She has not a moment to revel in this so-called accomplishment, which she got by default. She has to immediately campaign for the position. She has to quickly figure out some sort of legacy that she can create for herself. So it seems as if everything is just a grab away for this poor, ridiculous woman.

So her holding the highest office in the land hasn’t changed the show’s basic premise?

Well, nothing is as it seems, right? Frankly, look at Obama and his Supreme Court nominee. He’s ostensibly the most powerful person in the world and look how he’s being stymied. And that’s a grand and noble (duty). We don’t do that kind of thing on our show. We’re anti-grand and anti-noble.

Do you think Selina has any positive qualities?

I think that SHE thinks she does. She is somebody who believes, very much, that she has something to offer. I identify with her as a woman thwarted. Who she was thwarted by remains to be seen.

Has her poetically obscene vocabulary infiltrated your own?

You mean, do I swear myself? I can’t say that I, myself, am a big swearer. I’m not an eloquent swearer. I don’t have that flowery, yummy language right at my fingertips. Let’s say I’m much quicker to go to words that I dare not say in this interview. I say them with abandon now.

As you watch Hillary Clinton run for president, do you see her contend with plights that are similar to Selina’s?

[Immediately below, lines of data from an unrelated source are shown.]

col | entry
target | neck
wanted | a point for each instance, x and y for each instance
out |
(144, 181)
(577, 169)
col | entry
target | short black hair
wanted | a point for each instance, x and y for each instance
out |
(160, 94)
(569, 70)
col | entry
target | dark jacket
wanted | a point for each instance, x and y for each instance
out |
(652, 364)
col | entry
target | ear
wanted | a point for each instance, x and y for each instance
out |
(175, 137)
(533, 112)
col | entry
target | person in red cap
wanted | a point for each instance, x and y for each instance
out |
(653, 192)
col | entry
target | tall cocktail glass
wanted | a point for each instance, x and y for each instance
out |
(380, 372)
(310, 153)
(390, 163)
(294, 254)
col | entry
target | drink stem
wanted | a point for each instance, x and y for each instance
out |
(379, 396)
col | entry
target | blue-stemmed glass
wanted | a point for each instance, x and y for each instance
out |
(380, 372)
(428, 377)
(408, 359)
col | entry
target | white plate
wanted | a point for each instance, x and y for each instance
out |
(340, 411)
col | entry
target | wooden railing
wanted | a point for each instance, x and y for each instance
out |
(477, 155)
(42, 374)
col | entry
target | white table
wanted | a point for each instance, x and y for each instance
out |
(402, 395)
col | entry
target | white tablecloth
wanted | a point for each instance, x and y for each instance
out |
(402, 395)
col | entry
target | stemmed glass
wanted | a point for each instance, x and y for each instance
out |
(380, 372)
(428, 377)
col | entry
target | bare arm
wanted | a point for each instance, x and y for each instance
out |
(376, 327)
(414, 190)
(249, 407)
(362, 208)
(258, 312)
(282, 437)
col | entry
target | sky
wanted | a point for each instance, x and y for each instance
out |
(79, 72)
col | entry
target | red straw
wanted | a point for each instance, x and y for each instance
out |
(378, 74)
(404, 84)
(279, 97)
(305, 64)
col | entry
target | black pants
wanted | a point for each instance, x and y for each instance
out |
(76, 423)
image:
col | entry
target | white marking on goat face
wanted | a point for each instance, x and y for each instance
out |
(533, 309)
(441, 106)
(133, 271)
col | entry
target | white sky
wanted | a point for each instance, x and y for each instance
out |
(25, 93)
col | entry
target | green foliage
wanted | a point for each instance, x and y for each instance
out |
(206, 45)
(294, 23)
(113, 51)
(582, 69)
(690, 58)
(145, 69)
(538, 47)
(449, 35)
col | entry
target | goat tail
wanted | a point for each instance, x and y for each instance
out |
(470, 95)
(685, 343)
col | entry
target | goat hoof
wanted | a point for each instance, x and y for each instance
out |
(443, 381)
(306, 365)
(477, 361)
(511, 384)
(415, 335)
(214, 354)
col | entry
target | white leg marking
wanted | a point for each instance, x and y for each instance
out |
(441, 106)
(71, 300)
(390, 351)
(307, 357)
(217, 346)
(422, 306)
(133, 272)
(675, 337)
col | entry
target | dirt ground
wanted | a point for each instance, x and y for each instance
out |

Yes, of course, but I see it all over the place. With all female officials. Be it Pelosi, be it Barbara Boxer. Warren. Be it Ruth Bader Ginsburg. I watch these ladies with an eye — just thinking about this show. But not in a sense of parody. It’s just interesting to watch behaviour, people’s reactions to women in power. A stern, decisive man is appealing. There are those who would say a stern, decisive woman is unappealing. Need you know any more than that?

What did you gain from your experience on Saturday Night Live?

I was on it for three years, and when I left, I made this conscious decision that I would not take any jobs that didn’t seem as if they would be really fun. That’s simplistic and Pollyannaish sounding, but really, I noted that. I’m not doing this unless I can have a deep sense of happiness while doing it. I’ve applied that, moving forward, and it’s worked. So in that sense, I have SNL to thank.

You’ve been a TV comedy star for more than 25 years, across 3 different shows. Do you feel that you’ve been a pioneer for other women?

I don’t think of myself as a pioneer. I’m not sure that I am. Opportunity for women in television has increased. It’s because the landscape has widened. More women got on the playing field. But opportunity for women in film has not increased. I just think it’s that simple. By the way, I’m certain that there’s more much more in television that can be done. And I’m trying to do it. But I’ve certainly seen it change in my lifetime.